At that point it meets most of what we, collectively, want from the car. So you choose the basic design, and over maybe two and a half years, the clay model evolves to include most of those attributes. It ain’t over until the production line rolls In my latter years at Jaguar, those 32 models had fallen to probably only two or three because the upper management had the confidence in us to get it right at a very early stage. And that got me through a lot of political nonsense. I had to explain why the grille was that shape, for example. Designers can be arrogant and say, “It’s that way because that’s how I think it should be.” I learned very quickly that that approach was not going to work. That’s when I learned to explain why I was doing things. I knew what the car should look like and I steered the discussions very carefully but gently towards the car that I wanted.
Coming out on top ian walkthrough series#
We challenge those numbers every time because if you take all your attributes off a 3 Series or a C-Class, you’re going to end up with the same shape. So any good designer wants to break those rules. That’s frustrating for a designer, because if you take the generic dimensions of the competitive set, you wind up with the same answer. Hundreds of attributes will be written for every new car, on dynamics, cost, dimensions, and everything else. When you’re replacing a car like XE or XF you know what the competition is, and your parameters are set by that.
But it’s a discipline you have to hold to. That frustrates designers because they want to express themselves and to exaggerate. We will not over-promise.” So when you see a concept from Jaguar it tends to be very close to reality. So I said to the team, “I’m never going to do that again. You couldn’t get in the back of the concept, it was so low. And rather than the XF coming out with a great euphoric notion of newness, because it replaced the S-Type, it was overwhelmed by the radical proportions of the C-XF. We indulged in a lower roofline, bigger wheels and sliver lamps. We did the C-XF to create a bit of a buzz, probably six months before the first XF came out. We just wanted to do something purely from an artistic point of view, to show the world how beautiful a car could be in the modern idiom. Its packaging, size, everything was set by the design team.
And then of course the ultimate expression was the C-X75, which we created purely as a concept car to celebrate 75 years of Jaguar.

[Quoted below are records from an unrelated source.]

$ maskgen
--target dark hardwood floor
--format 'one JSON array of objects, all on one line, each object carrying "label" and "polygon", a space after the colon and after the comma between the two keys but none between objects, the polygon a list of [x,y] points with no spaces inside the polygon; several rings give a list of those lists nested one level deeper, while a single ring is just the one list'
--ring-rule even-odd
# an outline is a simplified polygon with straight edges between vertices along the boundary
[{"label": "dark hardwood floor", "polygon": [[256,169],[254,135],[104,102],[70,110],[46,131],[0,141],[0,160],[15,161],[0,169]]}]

The R-D6 was to demonstrate our new V6 diesel. We did the R Coupe to show the world that we’d arrived and to demonstrate how a Jaguar could evolve and break away from the traditional. Two came right at the beginning, because the X-Type had just come out and XJ was about to be launched, and it would be a while before we’d get a chance to show what we could do with production cars. Pure concept cars are very rare, but at least they’re almost entirely the domain of the design team. Even when the suits let you get on with it, you won’t always get it right Julian Thompson would say to me, “Are you going to tell him it’s not his?” and I’d say, “I think you should tell him, Julian, he works for you.” We’d have this stand-off over who was going to let the poor chap know his design hadn’t won. You’re dealing with some sensitive people in the creative world, and it’s tricky when you’re rejecting their designs. We have to be quite ruthless, with ourselves and with individuals. There’ll be somebody who starts it off, then others get involved, and then I’d get involved as Design Director, and I was always very much hands on. But you can’t often pin a design on one person.